The Impact of the SEC’s New Cybersecurity Policies

Introduction

The rapid advancement of technology has led to an increasing number of cybersecurity incidents that pose significant risks to organizations, their stakeholders, and the general public. Recognizing the importance of transparent and timely reporting of such incidents, the U.S. Securities and Exchange Commission (SEC) announced on July 26, 2023, that it has adopted final rules regarding cybersecurity disclosure requirements for public companies. These rules mandate the disclosure of material cybersecurity incidents and information related to cybersecurity risk management, strategy, and governance.

This technical blog post delves into the key aspects of these newly adopted rules and their implications for public companies.

Key Takeaways

- Timely incident reporting: New Item 1.05 of Form 8-K requires reporting of material cybersecurity incidents within four business days, promoting swift transparency. Failure to timely file will not impact Form S-3 eligibility.

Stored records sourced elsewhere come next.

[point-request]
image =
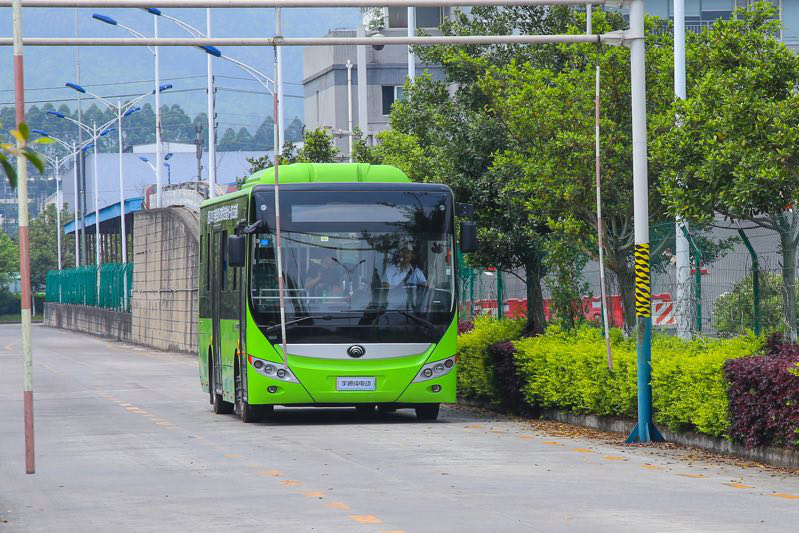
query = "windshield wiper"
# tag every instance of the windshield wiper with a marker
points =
(298, 320)
(418, 319)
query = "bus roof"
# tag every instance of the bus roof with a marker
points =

- Limited reporting delay for security: Possible delay in disclosure for national security risks with U.S. Attorney General’s approval, up to 120 days with SEC consent.

- Comprehensive incident disclosures: Incomplete Form 8-K data requires acknowledgment and later amendment filing, reducing redundancy.

- Broadened incident definition: Final rules broaden “cybersecurity incident” to include related unauthorized events, for a more holistic view.

- Annual risk reporting (Form 10-K): Beginning with annual reports for fiscal years ending on or after December 15, 2023, Regulation S-K Item 106 mandates yearly reporting on cybersecurity risk, strategy, governance, board oversight - without mandatory disclosure of board members’ expertise.

- Foreign Private Issuers: The rules require comparable disclosures by foreign private issuers on Form 6-K for material cybersecurity incidents and on Form 20-F for cybersecurity risk management, strategy, and governance.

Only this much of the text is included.